In regards to the concept of ‘GOB’, Dickens describes it as “the space between fantasy and reality,” commenting that he and Goddard didn’t think there was enough fantasy in hip hop. “I wanted to explore that space,” he continues, “that’s how I ended up writing ‘Shapeshift’, which is written from a child’s perspective about me turning into any old thing I want. But I didn’t want people to not be able to relate to it – I didn’t want it to become too self-indulgent – so I had one foot in reality and one foot in fantasy world.

“In ‘Violina [a song about his ex-girlfriend], I was writing it like a musical. So, I talk about the ally cats and the street rats – they’re singing in the alleyway,” he makes clear. “And I called it ‘GOB’ because it’s a very British word that’s quite fitting for a hip hop record. It means ‘to spit’ and ‘mouth’ as well. But I also quite like the Charlie and the Chocolate Factory idea of the Ever-Lasting Gobstopper. I wanted to make music that had longevity because a lot of hip hop that’s out there today is quite throwaway. I wanted to make an album that was good for something and would last longer. Plus, I wanted to forge a British sound with this album. I wanted it to sound like it came from the UK.”

We’re beginning to catch on to the excitable imagination of Dickens, much like that of a child’s, that he can’t make sense of unless he can work undisturbed – something the night time lends itself well to. “I have to be really tired to write my best music,” he tries to illustrate for us. “Really awkward thoughts start pouring out after midnight and it’s such an effort to write something, but then suddenly you get this burst of inspiration.

“The hardest thing about writing when you’re really tired is you think everything’s shit, but maybe you listen back to the recording the next day and think, ‘Oh actually, it’s quite good.’ I think it’s because that’s when I feel most relaxed. When my brain’s too awake I’m thinking about other stuff that I need to be getting on with, everyday things, but when I’m really tired, I really do feel like it’s just me on my own. When everyone’s asleep you don’t get distracted by anything else.”

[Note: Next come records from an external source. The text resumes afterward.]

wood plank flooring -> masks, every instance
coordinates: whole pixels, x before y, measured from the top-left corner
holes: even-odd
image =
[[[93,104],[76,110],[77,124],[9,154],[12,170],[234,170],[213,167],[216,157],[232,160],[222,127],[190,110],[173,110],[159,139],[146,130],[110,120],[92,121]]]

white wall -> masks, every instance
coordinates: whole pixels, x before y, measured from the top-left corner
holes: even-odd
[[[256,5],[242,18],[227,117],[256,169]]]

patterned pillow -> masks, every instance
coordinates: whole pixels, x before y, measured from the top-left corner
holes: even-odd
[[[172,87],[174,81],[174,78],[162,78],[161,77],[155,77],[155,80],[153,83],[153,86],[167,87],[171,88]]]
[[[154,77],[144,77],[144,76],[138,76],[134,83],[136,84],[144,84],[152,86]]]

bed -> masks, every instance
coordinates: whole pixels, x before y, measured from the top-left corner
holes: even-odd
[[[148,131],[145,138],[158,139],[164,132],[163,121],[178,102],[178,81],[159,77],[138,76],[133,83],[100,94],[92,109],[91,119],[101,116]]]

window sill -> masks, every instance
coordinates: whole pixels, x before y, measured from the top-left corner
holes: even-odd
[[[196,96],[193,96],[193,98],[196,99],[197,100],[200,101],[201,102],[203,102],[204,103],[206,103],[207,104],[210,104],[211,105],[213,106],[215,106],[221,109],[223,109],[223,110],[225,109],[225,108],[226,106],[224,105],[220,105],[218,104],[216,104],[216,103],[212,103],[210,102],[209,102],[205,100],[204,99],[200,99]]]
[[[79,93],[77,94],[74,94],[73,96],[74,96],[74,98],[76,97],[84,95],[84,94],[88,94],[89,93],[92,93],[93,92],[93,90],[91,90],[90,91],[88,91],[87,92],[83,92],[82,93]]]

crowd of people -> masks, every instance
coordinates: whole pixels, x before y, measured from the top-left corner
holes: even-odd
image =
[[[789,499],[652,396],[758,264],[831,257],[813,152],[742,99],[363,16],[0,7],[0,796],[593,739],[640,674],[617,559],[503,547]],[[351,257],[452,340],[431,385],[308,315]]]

This is one technique he’ll doubtless be taking to approach his sophomore LP, but one thing’s for sure, it won’t be in his hometown. “I really want to write my next album in another city, maybe Tokyo or New York, because I think just being in a different environment will inspire me. I can’t write another album in Ipswich,” he sighs, pausing for thought. “Yeah, I’m sure, I just can’t write in Ipswich again. So we’ll see what happens, maybe I’ll go to New York and make some music up there. I really want to work with Dave Sitek of TV On The Radio. He said he’s a fan of my music, so I think we’re going to do something in the future. Maybe he’ll be on my next album, who knows?” And on that tempting note, he leaves us with a hundred new questions, but we’ll have to await album number two. Until then, ‘GOB’ is going on repeat to tide us over.